In World War 1, after Germany conquered much of Europe, the country went after England, England is an island and Germany had the advantage of the latest technological weapon – the U Boat or submarines. In today’s world we think of submarines as nuclear capability but for Germany having gained the territories around England quickly sent its U boats to ensure supplies coming to England did not arrive. According to the book by Joseph A Williams titled The Sunken Gold published by Chicago Review Press, Chicago, 1917 the u-boats sunk between January and April 1917 2,360,000 tons of Allied and neutral shipping. Since the war began in 1914 the Germans had sunk 4 million tons. Clearly the u boats were having an effect that could have turned the war.
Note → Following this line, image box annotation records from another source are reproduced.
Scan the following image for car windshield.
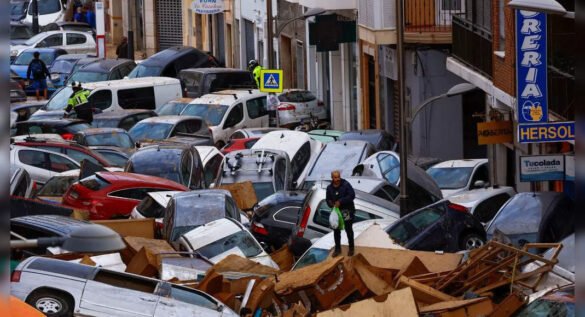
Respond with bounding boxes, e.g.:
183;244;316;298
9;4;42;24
51;59;73;74
24;32;46;45
194;230;262;259
293;248;329;270
13;51;54;65
128;64;162;78
128;122;173;141
252;182;274;201
67;71;108;83
10;25;33;40
156;101;188;116
28;0;61;15
136;196;165;218
388;206;445;245
85;132;134;149
427;167;473;189
37;176;78;197
181;104;229;126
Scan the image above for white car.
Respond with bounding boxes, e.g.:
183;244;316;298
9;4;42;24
10;257;239;317
181;89;269;148
447;186;516;226
251;130;323;188
427;159;490;197
10;31;96;58
178;218;279;270
278;89;328;127
10;145;80;185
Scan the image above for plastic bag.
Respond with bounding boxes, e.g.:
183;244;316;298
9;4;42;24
329;207;345;230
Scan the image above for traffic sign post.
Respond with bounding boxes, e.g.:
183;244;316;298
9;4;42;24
260;69;283;92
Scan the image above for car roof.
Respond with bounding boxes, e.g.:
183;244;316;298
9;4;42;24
96;172;187;190
447;186;516;207
93;109;156;120
432;159;488;168
181;67;249;74
78;58;132;73
136;115;203;124
10;215;90;236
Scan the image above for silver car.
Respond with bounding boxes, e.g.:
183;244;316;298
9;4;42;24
10;257;238;317
292;182;400;240
10;145;80;185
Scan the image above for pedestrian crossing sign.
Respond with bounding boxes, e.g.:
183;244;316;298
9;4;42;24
260;69;282;92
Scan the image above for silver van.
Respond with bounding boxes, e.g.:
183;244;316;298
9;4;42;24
292;182;400;240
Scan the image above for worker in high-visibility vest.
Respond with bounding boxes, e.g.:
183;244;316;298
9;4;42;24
65;83;93;123
248;59;264;88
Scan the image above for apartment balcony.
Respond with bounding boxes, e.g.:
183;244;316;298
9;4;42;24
452;15;493;79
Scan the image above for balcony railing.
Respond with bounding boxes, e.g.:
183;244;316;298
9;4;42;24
452;15;493;79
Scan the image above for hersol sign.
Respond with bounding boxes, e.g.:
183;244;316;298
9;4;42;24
516;10;548;124
520;155;565;182
191;0;223;14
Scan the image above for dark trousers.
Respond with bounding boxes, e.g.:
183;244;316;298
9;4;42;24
333;219;353;251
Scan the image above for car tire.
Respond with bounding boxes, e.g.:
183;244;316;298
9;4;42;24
215;141;225;150
26;290;74;317
459;232;485;250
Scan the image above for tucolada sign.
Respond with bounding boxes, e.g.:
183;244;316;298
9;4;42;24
191;0;223;14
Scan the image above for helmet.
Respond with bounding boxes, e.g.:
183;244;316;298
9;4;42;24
248;59;259;71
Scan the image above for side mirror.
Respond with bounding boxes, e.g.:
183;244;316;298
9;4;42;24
473;180;489;188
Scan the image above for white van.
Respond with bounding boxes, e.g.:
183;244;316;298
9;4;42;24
24;0;65;27
31;77;182;119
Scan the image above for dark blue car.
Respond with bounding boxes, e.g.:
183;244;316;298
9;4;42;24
10;48;67;96
385;200;486;252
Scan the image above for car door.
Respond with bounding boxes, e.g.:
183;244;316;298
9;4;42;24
220;103;246;143
64;32;90;54
79;270;159;317
246;97;268;128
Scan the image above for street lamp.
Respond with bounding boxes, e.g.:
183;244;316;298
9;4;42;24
10;224;126;253
267;7;327;68
508;0;575;19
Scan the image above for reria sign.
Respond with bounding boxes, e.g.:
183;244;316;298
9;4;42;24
516;10;548;123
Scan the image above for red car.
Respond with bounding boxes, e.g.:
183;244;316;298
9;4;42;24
221;138;260;154
14;136;111;167
63;172;188;220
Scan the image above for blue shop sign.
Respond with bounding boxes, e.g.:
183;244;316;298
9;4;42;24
516;10;548;123
518;121;575;143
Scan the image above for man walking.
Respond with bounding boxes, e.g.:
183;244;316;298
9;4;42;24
26;52;51;100
325;170;355;257
65;83;93;124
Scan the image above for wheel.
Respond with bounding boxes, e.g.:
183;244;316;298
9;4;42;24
459;233;485;250
26;290;74;317
215;141;225;150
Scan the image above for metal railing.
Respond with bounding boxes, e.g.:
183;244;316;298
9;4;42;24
452;15;493;79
The British tried everything they could but one of the successes was the new abilities of divers to dive to the bottom of the sea and find wreckage. In the past, people waited for the wreckage to come to shore and then the goods and supplies sometimes stayed in the town, sometimes it was sold far and wide. With the diving, there need to be start and the start was a ship which was sunk in Northern Ireland carrying gold going to New York. The Treasury put pressure on the Navy to salvage the gold and thus divers were useful. After some but not all the gold was salvaged, the divers were sent to go into German wrecks – some have been destroyed, some hit a mine, but what was useful were the codes inside the locked boxes. The codes were sent to Room 40 or the WWI code breakers, if they could figure what the Germans were up to, they had the ability to both send out false information and change their tactics. The Germans constantly changed their codes which meant the brass at the Navy was interested in any new ship that sunk.

In the book the central figure concerning diving is Captain Guybon “Guy” Damant and after the war he and his team went back to Northern Ireland and eventually found 95% of the gold that went down on the HMS Laurentic. Somewhere in the shifting sands at the bottom of the sea are 25 bars of gold.

Linking to dividend paying stocks, new technologies means different ways to do things and the leader always has the advantage while others play catch up. In the case of submarines, the Germans for 3 years had a significant advantage till the British began to catch up. Now days it seems the time to catch up is measured in months not years, but eventually organizations have to catch up or always be behind.